ここ数年、日本旅行の人気が高まる中、中国人観光客の消費モデルが徐々に転換していることが注目される。以前は炊飯器や便座を「爆買い」していたのが、楽しむための消費や体験するための消費へとバージョンアップを遂げている。

中国文化・観光部も報告書「2019年国慶節連休期間文化・観光市場状況」の中で、「数年前には長期連休になると中国人は海外へ行って爆買いをしていたが、今年の連休のアウトバウンド客は心身をリラックスさせることをより重視し、便座や風邪薬や炊飯器などを買いあさったり、小型コンテナで商品を大量に中国まで運んだりといった現象はまれになった」と指摘した。

日本の観光庁が発表した「訪日外国人消費動向調査」のデータによると、17年には中国人観光客の1人あたり平均消費額は、宿泊が4万7690円、飲食が3万8258円、娯楽・レジャーが5550円、ショッピングが11万9319円だったが、18年は宿泊4万7854円、飲食3万9984円、娯楽・レジャー7998円、ショッピング11万2104円だった。この数字からみえるのは、ショッピングが減少した一方で、娯楽・レジャーが増加したことだ。

単純なショッピング旅行ではなく、文化消費にお金を使いたいと考える中国人観光客が増えている。日本へコンサートを聴きに行く、特別な展覧会を鑑賞するなどだ。19年初めには、台北の故宮博物院が東京国立博物館に貸し出した顔真卿の真筆「祭姪文稿」が日本で大きな反響を呼んだだけでなく、中国人観光客も数万人単位で日本へ行き顔真卿の名品をその目で見た。観光庁の推計では、1月16日から2月24日までの会期中、中国人観光客約5万人が来場したという。

中国人観光客の蕭さんは国慶節の前日夕方に初めて東京へやって来た。日本語がわからないにもかかわらず、地下鉄を乗り換えて、代官山の蔦屋書店にたどり着いた。書店から出てくるとモーメンツで、「世界で最も美しい10大書店の1つとされる蔦谷書店は、その名の通り美しい書店だった。地下鉄の終電が午前0時じゃなかったら、閉店する2時までずっとここにいたかった」と発信した。

日本で旅行会社を経営する中国人の呂さんは、「今回の消費税率引き上げは観光客の旅行コスト増大に直結する。ますます多くの若者が、同じお金を使うなら、『爆買い』より、自分の足で日本を歩き回り、自分の心で日本の風俗や文化を体験したいと考えるようになった」と分析した。

■「中国要素」で観光客を呼び込む

中国人観光客のこのような変化を、日本では外務省から都道府県まで深く感じている。そこで「中国要素」を積極的に探して、中国人観光客との距離を縮めようとしている。

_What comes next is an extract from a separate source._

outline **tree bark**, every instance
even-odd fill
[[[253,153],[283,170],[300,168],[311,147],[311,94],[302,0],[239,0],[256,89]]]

東京の池袋からJRに乗って20分の東村山市は、宮崎駿監督のアニメ名作「となりのトトロ」を活用して中国の若い人々を呼び込もうとしている。

東村山市の渡部尚市長は、「『スラムダンク』が鎌倉人気に火をつけたことは有名だ。もっとたくさんの中国人に東村山に来て欲しい。ここは『トトロ』の舞台だから」と話した。東村山市は宮崎監督と夫人が暮らした埼玉県所沢市の隣にある。

宮崎監督は「トトロ」を創作するにあたり、所沢市から東村山市まで連綿と続く狭山丘陵にインスピレーションを得たという。今年4月、東村山市はフォロワー数が400万人に達する中国のネット有名人を同市に招き、ライブ配信方式で「トトロ」に描かれた世界の実際の情景を中国人観光客に紹介してもらった。渡部市長は、「『トトロ』のモデル地は中国人観光客を一瞬にして宮崎駿ワールドに連れて行き、たくさんの思い出を呼び起こすだろう」と述べた。

日本北西部の新潟県は、川端康成の「雪国」の舞台として中国人観光客によく知られるほか、今では錦鯉によって中国人観光客との距離を縮めている。新潟は錦鯉の発祥地であり、主要な養殖地域であり、同県小千谷市は日本の「錦鯉の里」だ。

新潟県の関係部門責任者は中国で錦鯉が人気と知り、「日本の錦鯉文化をめぐってさまざまな努力を重ね、鯉たちが中国人観光客に幸運を運んでくれることを願う」と述べた。

新潟県の沿岸にある佐渡島でも中国要素を見つけることができる。ここには陝西省洋県からきたトキがいる。日本では野生のトキの最後の1羽が死ぬと、1980年代から中国のトキが貸与・贈与され、トキの文化を絶やすことを免れた。

佐渡島にある佐渡トキ保護センターのデータによれば、現在、日本国内に生息する野生のトキは405羽で、すべて中国のトキの子孫だ。中国は直近では18年10月の安倍晋三首相の訪中に際して、日本にトキを贈った。同センターの木村公文所長は、「現在、中国本土からの観光客はそれほど多くなく、台湾や香港からの観光客が多数を占める。トキがより多くの中国人観光客が日本を理解するための窓口の一つになってほしい」と述べた。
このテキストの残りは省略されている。